Pasayten Pete - Cover

Pasayten Pete

Copyright© 2011 by Graybyrd

Chapter 2: Homesteaders

Dee Johns found her home at the end of a washboard gravel road four miles northwest of Winthrop. "A place to settle down," she said. They were at Wolf Creek where it emerges from a deep canyon that cuts between the north end of Thompson Ridge and the south end of Virginian Ridge, the western wall of the upper valley.

It was a sweltering 100-mile drive northeast along the Columbia River, then north along the Methow River, following sharper and narrower bends, climbing and winding, crossing from side to side over bridges to skirt along skinny riverside benches where isolated homes and apple orchards lay squeezed between the river and the canyon sides. Finally, hours later, they saw through the cranked-open windscreen of the hot and clattering '37 Chevy panel truck a wooden signpost: "Wolf Creek Road 4 mi."

The house wasn't much. The lower log story was sheathed in vertical planks of rough-sawn lumber. It supported a plank-built upper story. The roof was covered with rusted flat metal sheeting. Two rooms downstairs and two rooms upstairs were divided by a steep and narrow central stairway that ran between enclosing walls, splitting the house cross-wise into equal halves.

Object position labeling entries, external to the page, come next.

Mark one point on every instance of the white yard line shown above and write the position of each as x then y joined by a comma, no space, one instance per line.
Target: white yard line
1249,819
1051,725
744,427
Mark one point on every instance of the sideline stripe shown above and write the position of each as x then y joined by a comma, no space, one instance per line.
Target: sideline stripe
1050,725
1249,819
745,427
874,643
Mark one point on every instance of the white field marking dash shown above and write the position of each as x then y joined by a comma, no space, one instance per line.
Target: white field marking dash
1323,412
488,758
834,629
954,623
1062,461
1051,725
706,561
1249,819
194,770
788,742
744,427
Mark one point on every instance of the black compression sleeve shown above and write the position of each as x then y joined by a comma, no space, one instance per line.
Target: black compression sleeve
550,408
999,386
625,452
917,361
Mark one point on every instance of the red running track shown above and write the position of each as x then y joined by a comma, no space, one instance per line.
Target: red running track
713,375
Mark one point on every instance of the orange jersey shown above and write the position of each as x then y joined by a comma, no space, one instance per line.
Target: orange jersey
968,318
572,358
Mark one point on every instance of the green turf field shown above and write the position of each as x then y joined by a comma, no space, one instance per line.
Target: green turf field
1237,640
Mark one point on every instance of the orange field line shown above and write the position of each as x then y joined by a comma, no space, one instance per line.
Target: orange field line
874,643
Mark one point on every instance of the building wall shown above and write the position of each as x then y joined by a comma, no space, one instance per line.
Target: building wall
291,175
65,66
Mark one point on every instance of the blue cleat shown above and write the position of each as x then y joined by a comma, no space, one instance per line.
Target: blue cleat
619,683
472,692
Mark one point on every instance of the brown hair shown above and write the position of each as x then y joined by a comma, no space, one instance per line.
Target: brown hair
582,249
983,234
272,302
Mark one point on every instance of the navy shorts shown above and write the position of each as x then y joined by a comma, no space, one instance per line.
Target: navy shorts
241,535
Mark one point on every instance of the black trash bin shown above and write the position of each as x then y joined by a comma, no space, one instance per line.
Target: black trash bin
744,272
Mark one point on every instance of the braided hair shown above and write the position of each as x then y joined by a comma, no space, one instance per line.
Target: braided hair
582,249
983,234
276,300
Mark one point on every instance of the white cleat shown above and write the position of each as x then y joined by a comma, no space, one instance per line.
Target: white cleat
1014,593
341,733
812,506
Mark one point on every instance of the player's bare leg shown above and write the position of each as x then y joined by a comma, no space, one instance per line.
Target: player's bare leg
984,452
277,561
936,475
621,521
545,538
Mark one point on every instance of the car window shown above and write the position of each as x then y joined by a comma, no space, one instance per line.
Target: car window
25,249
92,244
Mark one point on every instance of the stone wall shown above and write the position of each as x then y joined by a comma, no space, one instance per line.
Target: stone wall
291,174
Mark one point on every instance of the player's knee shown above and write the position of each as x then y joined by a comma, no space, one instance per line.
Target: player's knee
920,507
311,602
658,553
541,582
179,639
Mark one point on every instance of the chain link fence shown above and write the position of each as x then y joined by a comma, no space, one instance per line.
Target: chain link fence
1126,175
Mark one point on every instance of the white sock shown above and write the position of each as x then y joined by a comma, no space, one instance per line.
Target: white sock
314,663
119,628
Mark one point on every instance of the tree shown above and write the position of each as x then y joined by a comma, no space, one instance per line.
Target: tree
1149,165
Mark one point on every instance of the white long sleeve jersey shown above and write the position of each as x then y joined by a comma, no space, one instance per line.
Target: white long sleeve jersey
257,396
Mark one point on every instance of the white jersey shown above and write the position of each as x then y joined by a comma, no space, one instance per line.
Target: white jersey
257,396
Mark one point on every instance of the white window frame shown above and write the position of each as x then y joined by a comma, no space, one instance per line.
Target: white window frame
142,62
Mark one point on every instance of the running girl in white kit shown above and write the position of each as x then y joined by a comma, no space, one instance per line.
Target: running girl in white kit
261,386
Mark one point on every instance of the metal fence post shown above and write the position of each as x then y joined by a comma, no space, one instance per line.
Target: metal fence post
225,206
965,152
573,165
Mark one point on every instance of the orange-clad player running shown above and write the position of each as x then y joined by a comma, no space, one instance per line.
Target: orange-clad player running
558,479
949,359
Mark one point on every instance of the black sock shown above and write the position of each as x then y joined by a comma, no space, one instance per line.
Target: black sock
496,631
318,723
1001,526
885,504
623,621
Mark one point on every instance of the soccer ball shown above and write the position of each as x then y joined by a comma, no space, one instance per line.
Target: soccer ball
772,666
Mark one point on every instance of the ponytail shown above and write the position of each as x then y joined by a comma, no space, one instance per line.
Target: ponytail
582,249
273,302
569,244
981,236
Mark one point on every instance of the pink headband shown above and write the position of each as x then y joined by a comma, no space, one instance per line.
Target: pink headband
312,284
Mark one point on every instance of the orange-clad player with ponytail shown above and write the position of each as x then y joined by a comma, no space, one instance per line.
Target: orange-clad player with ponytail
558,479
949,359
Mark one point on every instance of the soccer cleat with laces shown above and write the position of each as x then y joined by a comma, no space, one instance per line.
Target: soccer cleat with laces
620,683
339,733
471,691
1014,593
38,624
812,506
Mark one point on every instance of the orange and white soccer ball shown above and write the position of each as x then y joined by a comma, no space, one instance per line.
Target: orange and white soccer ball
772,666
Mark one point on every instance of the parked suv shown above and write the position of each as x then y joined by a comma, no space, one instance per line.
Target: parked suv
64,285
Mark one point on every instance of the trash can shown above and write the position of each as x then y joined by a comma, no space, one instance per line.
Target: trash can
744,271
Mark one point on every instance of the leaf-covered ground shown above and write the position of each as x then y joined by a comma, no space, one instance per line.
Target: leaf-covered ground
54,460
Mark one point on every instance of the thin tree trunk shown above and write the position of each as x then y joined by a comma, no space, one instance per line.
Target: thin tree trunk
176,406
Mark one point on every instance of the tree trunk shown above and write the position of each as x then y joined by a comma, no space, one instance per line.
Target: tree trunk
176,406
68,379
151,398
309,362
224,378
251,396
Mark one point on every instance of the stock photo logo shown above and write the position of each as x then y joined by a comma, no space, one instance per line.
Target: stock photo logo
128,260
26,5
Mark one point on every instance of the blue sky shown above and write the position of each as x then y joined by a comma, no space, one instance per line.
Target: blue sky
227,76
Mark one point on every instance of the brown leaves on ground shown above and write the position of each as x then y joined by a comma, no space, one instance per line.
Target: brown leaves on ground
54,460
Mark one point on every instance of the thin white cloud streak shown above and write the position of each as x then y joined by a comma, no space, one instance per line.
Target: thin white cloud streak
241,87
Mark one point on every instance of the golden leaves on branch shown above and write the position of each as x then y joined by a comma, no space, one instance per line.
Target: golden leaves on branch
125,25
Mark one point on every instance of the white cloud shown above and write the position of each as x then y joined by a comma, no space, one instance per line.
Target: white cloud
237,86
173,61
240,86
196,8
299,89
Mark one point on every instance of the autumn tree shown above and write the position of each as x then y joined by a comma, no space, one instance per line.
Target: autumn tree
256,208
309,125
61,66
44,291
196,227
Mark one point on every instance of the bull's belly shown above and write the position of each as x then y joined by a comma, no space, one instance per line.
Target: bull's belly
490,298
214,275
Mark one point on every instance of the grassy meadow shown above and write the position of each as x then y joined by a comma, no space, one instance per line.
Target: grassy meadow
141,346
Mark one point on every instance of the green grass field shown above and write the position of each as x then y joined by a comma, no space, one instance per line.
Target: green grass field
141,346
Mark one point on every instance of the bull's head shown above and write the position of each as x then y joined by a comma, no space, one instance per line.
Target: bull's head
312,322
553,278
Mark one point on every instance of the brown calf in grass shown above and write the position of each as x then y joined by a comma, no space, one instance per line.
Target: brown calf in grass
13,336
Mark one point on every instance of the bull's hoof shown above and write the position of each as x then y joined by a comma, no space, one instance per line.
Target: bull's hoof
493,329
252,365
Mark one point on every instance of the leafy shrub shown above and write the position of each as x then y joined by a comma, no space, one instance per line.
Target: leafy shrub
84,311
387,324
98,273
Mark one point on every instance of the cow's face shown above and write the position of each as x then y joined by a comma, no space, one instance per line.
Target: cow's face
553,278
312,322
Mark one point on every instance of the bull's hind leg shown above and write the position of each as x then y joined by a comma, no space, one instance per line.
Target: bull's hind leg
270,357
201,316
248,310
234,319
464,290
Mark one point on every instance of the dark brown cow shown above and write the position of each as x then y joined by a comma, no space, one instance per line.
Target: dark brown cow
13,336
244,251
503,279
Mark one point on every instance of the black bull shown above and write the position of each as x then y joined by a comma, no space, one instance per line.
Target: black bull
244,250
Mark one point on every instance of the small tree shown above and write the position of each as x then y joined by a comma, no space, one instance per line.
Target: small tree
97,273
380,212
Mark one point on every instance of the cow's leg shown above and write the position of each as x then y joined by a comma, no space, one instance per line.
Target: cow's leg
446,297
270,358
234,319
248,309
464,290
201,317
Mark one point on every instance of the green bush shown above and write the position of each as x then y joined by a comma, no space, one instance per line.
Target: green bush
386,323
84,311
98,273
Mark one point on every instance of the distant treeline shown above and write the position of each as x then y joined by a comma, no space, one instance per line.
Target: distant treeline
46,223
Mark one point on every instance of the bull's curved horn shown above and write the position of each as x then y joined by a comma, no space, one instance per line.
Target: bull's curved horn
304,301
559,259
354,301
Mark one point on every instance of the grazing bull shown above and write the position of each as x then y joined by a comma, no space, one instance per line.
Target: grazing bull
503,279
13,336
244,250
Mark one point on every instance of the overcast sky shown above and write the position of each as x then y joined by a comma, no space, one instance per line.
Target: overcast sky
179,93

A bay window extended the downstairs west end of the house into a tiny fenced yard, where yellow homestead roses still bloomed. Warm daylight flooded the interior. A screened half-porch sheltered the side yard entrance as a work space for laundry and rinse tubs.

The stairway footed at a seldom-used front door opening into a south yard and a pair of young elm trees pock-marked by vertical rows of Flicker borings. A narrow, rock-choked irrigation ditch flowed east beyond the yard, carrying snow field water from Wolf Creek to a barren pasture below the house.

Upstairs, two plank-floored bedrooms were spanned at their backs by a single walk-in closet that bridged the stairway and could be walked through from doorways at each end. Windows in each outside wall provided light and ventilation. Dee chose the room overlooking the west yard and driveway. Alex Jr. and Graydon got the room over the kitchen.

A black cast-iron, pot-bellied parlor stove with chrome trim and a mica-paned fire door heated the main room. Its black steel stovepipe rose up through the floor above to a brick chimney, its base set on a shelf high in the stairway enclosure. A cast-iron wood-fired range with high-backed warming ovens stood against the kitchen side of the stairway enclosure. An under-stair pantry stood beside the kitchen entrance. The two stoves heated the entire house.

Sawdust filled the spaces between the sheathing planks and the log walls for crude insulation. Under-layers of thick felt paper topped with layers of cracked wallpaper covered the downstairs log walls and the upstairs plank walls. Other than sawdust and layers of paper, the house had no insulation. When the wind blew, window drafts would flutter the flour-sack curtains Dee made with her foot treadle sewing machine. Winters in the Methow Valley commonly reached 20 and 30 degrees below zero.

Plumbing was primitive: one cold-water faucet over an enameled cast-iron sink. The sink drained to a dry sump outside the kitchen wall. A weather-beaten privy stood in a weed-choked apple grove 50 feet from the house. The door of the "two-holer" leaned open, hanging from dried and cracked leather hinges.

A smaller two-room, single story bunkhouse stood in fair repair across the main yard. A rock-walled root cellar lay buried under. A woodshed stood beside the cellar entrance. The bunkhouse and cellar doors stood half-open; the interiors reeked a musky stench of groundhog dung scattered on floors and shelves. A fresh groundhog burrow tunneled under the bunkhouse floor beside the cellar entrance.

The farmyard north of the house and bunkhouse lay divided by a shallow irrigation ditch, bounded on its east side by a chicken house with a screened run, and a teetering open-front machine shed. A rough-plank barn stood on the yard's west edge, next to cow sheds and a cluster of four pig shelters in a tumbled-down rail corral. All were in disrepair, boards warped and weathered, pulling loose or broken, long neglected. A log tripod held a long hay-stacking pole balanced in a swiveling chain loop. A rusty cable sheave hung from its narrow tip 30 feet above the ground. The cable lay tangled in coils around the base, buried in years of weed growth. Many years had passed since this homestead had produced either hay or livestock.